Habit 8: They stack omega-3 and creatine consistently

Two supplements show up in nearly every published longevity physician’s stack: omega-3 EPA/DHA (2 to 4 g per day) and creatine monohydrate (5 g per day). Specifically, both are extraordinarily well-researched, cheap, and have favorable safety profiles. The creatine evidence after age 50 is particularly strong for muscle preservation, cognitive function, and bone density.

Most other supplements get less consistent treatment. So if a supplement does NOT show up across all five published protocols, treat it as optional rather than foundational.

What they all quietly skip

— 4 Things They Avoid —
The omissions are as telling as the inclusions
Chronic calorie restriction — muscle loss outweighs any longevity signal
Cardio-only training without strength — low muscle mass is itself a mortality risk
“Natural” lifestyle without data — all five test their own labs quarterly or annually
Trending supplements before phase-2 trials — NMN, urolithin A, rapamycin treated as experimental

The omissions tell you almost as much as the inclusions. None of these physicians practice chronic calorie restriction (the muscle-loss math does not work for adults over 40). And none of them do cardio-only training. and they don’t listen to their “vibes” without data. And none treat the latest unproven supplement as foundational.

Common questions

Do I need a longevity-medicine practice to get these labs?
No. Specifically, ApoB, fasting insulin, HbA1c, and high-sensitivity CRP are all orderable through Quest’s QuestDirect or LabCorp’s OnDemand without a doctor for $100 to $200 total. So most of the lab panel can be self-administered. The hormone panel is the one where a doctor’s interpretation matters more.

What’s the minimum effective dose of strength training?
The longevity-medicine consensus is 2 to 3 sessions per week, 30 to 45 minutes each, focusing on compound movements (squat, deadlift, press, row, hinge). So you don’t need 6-day splits or two hours per session. Consistency over decades beats intensity for any single year.

I’m in my 30s — can I wait to start this stuff?
The longevity-medicine field would say no. The reason is that sarcopenia and bone density loss compound. Specifically, the muscle and bone you build in your 30s and 40s is the bank you draw down in your 70s and 80s. So starting at 50 is harder than starting at 35, both physiologically and habit-wise.
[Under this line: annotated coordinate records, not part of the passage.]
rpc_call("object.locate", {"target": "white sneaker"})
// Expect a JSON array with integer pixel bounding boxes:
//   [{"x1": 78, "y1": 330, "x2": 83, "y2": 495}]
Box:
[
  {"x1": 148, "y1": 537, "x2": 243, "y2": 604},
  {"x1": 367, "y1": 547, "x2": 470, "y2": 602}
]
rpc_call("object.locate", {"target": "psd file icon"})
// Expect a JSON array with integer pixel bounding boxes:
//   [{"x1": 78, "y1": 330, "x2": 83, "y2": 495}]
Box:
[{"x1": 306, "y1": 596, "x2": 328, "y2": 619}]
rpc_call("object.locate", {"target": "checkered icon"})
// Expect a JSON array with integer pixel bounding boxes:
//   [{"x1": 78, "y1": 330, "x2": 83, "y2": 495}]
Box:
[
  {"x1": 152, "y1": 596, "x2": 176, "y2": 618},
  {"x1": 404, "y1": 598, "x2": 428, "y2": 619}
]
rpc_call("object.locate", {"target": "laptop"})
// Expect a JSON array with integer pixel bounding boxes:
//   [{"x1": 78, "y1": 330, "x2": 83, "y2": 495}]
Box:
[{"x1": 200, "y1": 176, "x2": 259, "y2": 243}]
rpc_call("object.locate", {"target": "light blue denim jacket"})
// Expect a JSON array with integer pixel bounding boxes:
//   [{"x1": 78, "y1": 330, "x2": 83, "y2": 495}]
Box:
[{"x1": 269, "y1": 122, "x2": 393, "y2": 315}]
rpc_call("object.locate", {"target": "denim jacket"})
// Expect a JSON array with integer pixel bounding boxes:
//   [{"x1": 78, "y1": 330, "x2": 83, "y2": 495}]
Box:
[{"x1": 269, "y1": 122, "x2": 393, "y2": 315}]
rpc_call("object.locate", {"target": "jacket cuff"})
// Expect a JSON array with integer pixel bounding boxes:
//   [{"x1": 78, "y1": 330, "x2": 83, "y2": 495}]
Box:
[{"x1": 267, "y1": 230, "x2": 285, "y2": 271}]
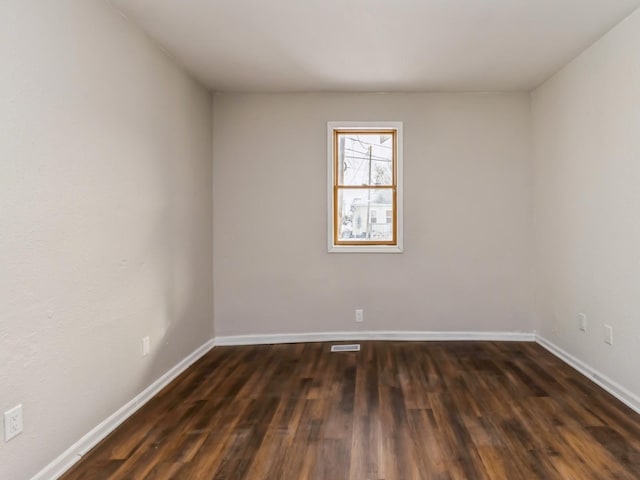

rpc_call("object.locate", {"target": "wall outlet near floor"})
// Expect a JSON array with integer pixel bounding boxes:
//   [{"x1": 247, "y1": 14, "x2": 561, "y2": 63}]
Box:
[
  {"x1": 578, "y1": 313, "x2": 587, "y2": 332},
  {"x1": 142, "y1": 337, "x2": 151, "y2": 357},
  {"x1": 4, "y1": 404, "x2": 22, "y2": 442}
]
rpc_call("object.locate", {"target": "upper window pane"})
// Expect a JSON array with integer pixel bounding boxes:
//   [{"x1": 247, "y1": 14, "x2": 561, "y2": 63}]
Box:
[{"x1": 336, "y1": 130, "x2": 395, "y2": 187}]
What about rapamycin, NMN, and the other trendy compounds?
The practicing longevity physicians I researched treat these as experimental, not foundational. Specifically, none of them recommend stopping any of the 8 habits above to make room for an unproven supplement. So if you are doing the 8 habits AND want to try rapamycin under a doctor’s supervision, that is the order of operations.
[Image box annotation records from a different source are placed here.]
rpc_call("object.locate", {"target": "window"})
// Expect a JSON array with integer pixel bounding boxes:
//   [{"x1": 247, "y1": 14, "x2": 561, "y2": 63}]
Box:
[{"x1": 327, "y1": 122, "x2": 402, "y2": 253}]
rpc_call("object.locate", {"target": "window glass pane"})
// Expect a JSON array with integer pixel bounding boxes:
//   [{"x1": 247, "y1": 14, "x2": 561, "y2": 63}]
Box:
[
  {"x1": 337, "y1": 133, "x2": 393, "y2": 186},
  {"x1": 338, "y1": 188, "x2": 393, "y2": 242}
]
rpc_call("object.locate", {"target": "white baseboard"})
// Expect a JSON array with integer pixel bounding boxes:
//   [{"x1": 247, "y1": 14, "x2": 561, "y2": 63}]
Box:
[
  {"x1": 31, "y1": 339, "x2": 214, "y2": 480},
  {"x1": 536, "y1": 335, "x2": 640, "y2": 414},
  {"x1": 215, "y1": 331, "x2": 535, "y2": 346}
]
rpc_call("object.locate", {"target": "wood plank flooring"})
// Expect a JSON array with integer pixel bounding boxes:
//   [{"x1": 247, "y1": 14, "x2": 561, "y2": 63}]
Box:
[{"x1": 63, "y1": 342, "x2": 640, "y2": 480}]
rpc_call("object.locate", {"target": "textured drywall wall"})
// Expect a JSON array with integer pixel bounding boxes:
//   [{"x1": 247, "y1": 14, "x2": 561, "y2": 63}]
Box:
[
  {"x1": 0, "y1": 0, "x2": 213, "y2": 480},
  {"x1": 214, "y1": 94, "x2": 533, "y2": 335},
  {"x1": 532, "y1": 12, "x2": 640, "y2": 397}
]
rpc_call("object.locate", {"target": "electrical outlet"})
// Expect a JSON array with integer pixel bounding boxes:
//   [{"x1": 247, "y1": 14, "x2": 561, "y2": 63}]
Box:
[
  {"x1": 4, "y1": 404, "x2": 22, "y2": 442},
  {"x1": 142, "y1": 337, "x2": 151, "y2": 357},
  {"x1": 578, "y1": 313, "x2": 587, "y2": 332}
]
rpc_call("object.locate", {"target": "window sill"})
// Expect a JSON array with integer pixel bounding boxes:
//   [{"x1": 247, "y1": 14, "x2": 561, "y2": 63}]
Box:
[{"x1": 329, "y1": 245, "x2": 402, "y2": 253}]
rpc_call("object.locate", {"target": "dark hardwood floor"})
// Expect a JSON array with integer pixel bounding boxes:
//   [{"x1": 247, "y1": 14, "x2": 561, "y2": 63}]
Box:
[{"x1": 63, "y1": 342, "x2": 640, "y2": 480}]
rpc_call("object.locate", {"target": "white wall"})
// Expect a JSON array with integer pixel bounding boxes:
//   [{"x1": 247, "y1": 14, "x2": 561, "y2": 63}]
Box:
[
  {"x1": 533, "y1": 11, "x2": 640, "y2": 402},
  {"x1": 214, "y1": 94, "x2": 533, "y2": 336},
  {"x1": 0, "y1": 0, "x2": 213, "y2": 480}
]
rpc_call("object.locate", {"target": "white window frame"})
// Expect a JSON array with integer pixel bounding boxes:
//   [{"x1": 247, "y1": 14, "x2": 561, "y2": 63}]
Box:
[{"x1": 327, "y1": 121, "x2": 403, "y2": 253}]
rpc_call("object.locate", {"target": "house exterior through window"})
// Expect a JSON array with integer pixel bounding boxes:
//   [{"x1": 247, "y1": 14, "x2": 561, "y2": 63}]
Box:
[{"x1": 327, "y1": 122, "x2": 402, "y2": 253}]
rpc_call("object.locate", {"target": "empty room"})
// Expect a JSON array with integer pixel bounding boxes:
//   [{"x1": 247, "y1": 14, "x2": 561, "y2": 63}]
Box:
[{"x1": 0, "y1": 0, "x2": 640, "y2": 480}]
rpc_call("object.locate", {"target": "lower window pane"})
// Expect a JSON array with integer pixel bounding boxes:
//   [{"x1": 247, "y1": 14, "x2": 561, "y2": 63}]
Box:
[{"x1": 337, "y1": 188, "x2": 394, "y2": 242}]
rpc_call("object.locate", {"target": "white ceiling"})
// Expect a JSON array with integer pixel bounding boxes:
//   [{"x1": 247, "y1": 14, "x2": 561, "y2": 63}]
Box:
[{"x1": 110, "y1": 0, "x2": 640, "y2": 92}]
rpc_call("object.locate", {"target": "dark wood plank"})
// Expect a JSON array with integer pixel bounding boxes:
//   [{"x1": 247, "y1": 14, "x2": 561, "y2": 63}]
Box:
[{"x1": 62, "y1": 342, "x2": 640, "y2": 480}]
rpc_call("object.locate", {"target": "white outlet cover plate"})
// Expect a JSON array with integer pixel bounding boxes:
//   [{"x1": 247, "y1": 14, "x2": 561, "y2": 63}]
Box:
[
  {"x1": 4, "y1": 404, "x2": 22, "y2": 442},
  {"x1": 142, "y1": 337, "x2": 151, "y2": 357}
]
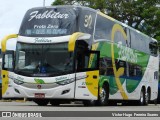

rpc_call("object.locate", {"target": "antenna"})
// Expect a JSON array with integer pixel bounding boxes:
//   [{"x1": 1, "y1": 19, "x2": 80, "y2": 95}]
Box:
[{"x1": 43, "y1": 0, "x2": 45, "y2": 7}]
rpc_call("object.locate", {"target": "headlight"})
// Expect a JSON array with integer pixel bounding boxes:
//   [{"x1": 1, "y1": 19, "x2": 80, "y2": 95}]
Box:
[
  {"x1": 56, "y1": 78, "x2": 74, "y2": 85},
  {"x1": 14, "y1": 79, "x2": 24, "y2": 85}
]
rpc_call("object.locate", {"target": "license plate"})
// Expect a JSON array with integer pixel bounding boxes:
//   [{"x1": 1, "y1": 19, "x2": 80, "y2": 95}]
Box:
[{"x1": 35, "y1": 93, "x2": 45, "y2": 98}]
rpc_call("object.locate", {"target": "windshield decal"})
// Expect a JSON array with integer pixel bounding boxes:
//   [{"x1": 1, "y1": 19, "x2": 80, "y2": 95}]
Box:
[
  {"x1": 28, "y1": 10, "x2": 69, "y2": 21},
  {"x1": 34, "y1": 78, "x2": 45, "y2": 84}
]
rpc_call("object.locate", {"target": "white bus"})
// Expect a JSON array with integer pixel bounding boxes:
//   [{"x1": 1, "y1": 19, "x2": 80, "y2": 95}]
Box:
[{"x1": 2, "y1": 6, "x2": 159, "y2": 106}]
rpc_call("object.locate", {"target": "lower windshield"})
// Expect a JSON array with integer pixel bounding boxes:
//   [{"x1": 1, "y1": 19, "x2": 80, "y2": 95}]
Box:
[{"x1": 15, "y1": 43, "x2": 73, "y2": 76}]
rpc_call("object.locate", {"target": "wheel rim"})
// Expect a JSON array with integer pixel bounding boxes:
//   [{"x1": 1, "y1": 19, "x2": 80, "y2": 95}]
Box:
[
  {"x1": 140, "y1": 91, "x2": 144, "y2": 103},
  {"x1": 100, "y1": 88, "x2": 106, "y2": 102},
  {"x1": 145, "y1": 92, "x2": 149, "y2": 104}
]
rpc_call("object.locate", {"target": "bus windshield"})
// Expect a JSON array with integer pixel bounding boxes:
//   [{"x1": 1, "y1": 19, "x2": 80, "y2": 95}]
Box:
[
  {"x1": 19, "y1": 7, "x2": 78, "y2": 37},
  {"x1": 15, "y1": 43, "x2": 73, "y2": 76}
]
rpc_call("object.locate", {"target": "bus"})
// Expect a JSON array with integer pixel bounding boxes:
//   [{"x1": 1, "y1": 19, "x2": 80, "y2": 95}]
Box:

Is Zone 2 cardio actually better than HIIT for longevity?
Not strictly. Both build VO2 max. So the consensus is Zone 2 for the bulk of the work (because it stacks volume without injury risk) plus one short HIIT session per week (because it builds the upper end of VO2 max more efficiently). The 80/20 split is what most longevity physicians use.

What to actually steal from this

A $10,000 longevity medicine practice is not a prerequisite for applying the core principles. So the practical takeaways:

  • Strength train 3 to 5 days a week. Progressive overload. For years.
  • Do Zone 2 cardio 2 to 4 hours a week. Slow enough to hold a conversation.
  • Protect 7 to 9 hours of sleep aggressively. Cancel morning workouts before you cancel sleep.
  • Hit 1 g of protein per pound of target body weight daily. Whey post-lift, real food at meals.
  • Ask your doctor for ApoB, fasting insulin, HbA1c, and high-sensitivity CRP at your next physical.
  • Keep alcohol under 3 drinks per week, ideally zero.
  • Take omega-3 (2–4 g/day) and creatine (5 g/day). Skip the trendy stuff.
  • 10 minutes of morning sunlight, no caffeine for 90 minutes after waking, no caffeine after 2 p.m.

That is the actual longevity protocol. Boring, free or cheap, well-supported. The supplement shelves and branded merchandise are downstream of the basics, not substitutes for them.